[RFC] Accelerating Spark Workloads by With Materialized Views

Problem Overview In modern database engines, query optimization is key to delivering fast, efficient results. Traditional approaches, such as rule-based or cost-based optimizers and distributed execution engines, work to identify the most efficient execution plan. However, these methods have limitations, particularly in complex, high-volume workloads. To address this, we propose an alternative solution: accelerating query execution through materialized views, leveraging a time-space tradeoff to improve performance.

Proposed Solution Our approach centers around an architecture that introduces a feedback loop between query plan telemetry and workload-driven optimizations. The solution uses materialized views to precompute and store intermediate query results, which can be reused by future queries to reduce execution time. This methodology can be applied in multiple database contexts, including OpenSearch and MPP/Data Lake engines like Spark, Presto, and Trino.

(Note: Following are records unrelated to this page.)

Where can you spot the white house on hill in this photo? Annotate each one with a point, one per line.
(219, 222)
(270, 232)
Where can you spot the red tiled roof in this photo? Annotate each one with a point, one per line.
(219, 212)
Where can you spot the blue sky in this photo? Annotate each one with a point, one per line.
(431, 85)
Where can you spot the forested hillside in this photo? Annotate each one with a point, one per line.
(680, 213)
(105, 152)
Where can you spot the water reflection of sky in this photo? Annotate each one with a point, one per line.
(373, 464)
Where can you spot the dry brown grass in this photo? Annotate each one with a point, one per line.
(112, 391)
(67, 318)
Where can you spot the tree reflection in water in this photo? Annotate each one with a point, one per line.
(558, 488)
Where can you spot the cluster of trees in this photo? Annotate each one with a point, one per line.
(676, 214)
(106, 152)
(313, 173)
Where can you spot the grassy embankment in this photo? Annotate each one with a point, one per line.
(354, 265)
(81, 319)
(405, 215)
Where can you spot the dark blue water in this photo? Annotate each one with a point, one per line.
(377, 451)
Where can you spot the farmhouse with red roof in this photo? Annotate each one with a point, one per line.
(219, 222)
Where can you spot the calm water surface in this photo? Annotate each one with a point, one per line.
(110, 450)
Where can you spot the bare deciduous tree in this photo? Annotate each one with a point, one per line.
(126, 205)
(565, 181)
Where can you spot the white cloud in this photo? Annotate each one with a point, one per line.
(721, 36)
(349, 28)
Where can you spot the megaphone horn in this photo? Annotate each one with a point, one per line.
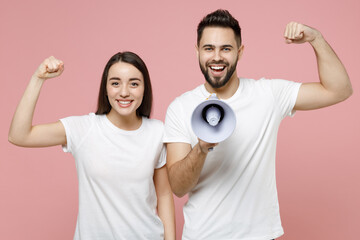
(213, 120)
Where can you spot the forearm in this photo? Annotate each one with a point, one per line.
(332, 73)
(166, 211)
(184, 174)
(21, 124)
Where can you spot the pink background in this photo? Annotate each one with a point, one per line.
(318, 151)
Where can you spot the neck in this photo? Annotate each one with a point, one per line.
(127, 123)
(226, 91)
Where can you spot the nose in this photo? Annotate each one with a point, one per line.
(217, 55)
(124, 92)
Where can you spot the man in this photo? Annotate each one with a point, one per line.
(232, 189)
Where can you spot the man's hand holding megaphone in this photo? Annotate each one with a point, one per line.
(206, 147)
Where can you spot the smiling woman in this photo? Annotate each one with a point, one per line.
(117, 175)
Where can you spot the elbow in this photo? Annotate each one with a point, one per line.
(179, 194)
(346, 93)
(14, 141)
(178, 191)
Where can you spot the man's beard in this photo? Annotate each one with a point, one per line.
(217, 82)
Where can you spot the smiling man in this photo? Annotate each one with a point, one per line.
(232, 190)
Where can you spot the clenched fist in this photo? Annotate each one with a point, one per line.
(49, 68)
(300, 33)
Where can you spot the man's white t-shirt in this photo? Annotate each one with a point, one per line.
(117, 198)
(236, 196)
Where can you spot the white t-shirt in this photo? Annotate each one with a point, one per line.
(117, 198)
(236, 196)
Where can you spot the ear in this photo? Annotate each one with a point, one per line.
(197, 50)
(240, 51)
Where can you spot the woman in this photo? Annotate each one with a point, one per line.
(124, 191)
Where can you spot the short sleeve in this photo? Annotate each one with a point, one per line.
(285, 94)
(175, 129)
(162, 158)
(76, 129)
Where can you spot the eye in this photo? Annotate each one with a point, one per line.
(134, 84)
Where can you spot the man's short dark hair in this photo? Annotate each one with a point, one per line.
(219, 18)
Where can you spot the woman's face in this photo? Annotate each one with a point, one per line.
(125, 88)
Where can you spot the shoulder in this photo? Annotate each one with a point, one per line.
(154, 122)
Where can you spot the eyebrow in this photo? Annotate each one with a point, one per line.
(222, 46)
(118, 79)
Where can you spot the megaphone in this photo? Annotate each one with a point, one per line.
(213, 120)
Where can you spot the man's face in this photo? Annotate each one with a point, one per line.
(218, 55)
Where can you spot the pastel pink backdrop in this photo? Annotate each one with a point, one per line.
(318, 151)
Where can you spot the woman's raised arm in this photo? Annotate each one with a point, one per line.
(22, 132)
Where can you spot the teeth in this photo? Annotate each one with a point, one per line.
(217, 67)
(124, 102)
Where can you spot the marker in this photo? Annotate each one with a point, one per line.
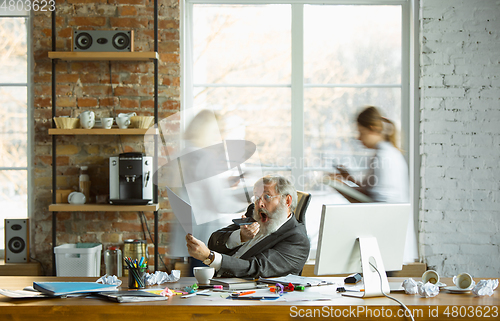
(193, 294)
(219, 287)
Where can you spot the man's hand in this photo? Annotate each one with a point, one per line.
(248, 232)
(196, 248)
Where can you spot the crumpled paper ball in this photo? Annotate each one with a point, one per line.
(485, 287)
(110, 279)
(160, 277)
(410, 286)
(427, 290)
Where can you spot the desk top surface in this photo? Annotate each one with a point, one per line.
(215, 305)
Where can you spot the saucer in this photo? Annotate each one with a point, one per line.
(454, 289)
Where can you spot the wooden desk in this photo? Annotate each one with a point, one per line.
(444, 306)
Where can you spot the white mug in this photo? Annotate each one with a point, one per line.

Key Components of the Architecture:

Workload: Collect telemetry data, such as execution plans, cardinality, runtime, and memory usage during query execution. These metrics will feed into the view selection process.
Telemetry Preprocessing: Transform collected telemetry into a uniform representation to standardize data across and optimize the view selection process.
Heuristic-Based View Selection: Analyze the workload and automatically identify sub-queries that benefit from materialization. We propose a simple heuristic algorithm that selects views based on estimated performance gains and materialization costs
Materialized View Creation and Maintenance: Materialized views are created and maintained to ensure data consistency. These views store intermediate results (e.g., summary aggregates, sub-query results) that can be reused to speed up query execution. Implementation Plan:

Focus on VPC Flow Logs: We plan to use VPC flow logs as test data, inserting them into an AWS OpenSearch cluster and generate workloads to test the architecture. We'll collect telemetry by listening to plan execution and gather metrics on cardinality, time, and memory usage. This data will be used to create a workload representation.

Heuristic-Based View Selection: We aim to implement a simple, heuristic-based algorithm for view selection. This algorithm will automatically select views that offer significant performance boosts with minimal materialization costs. By focusing on simplicity, we can ensure rapid implementation and real-time optimization during query execution.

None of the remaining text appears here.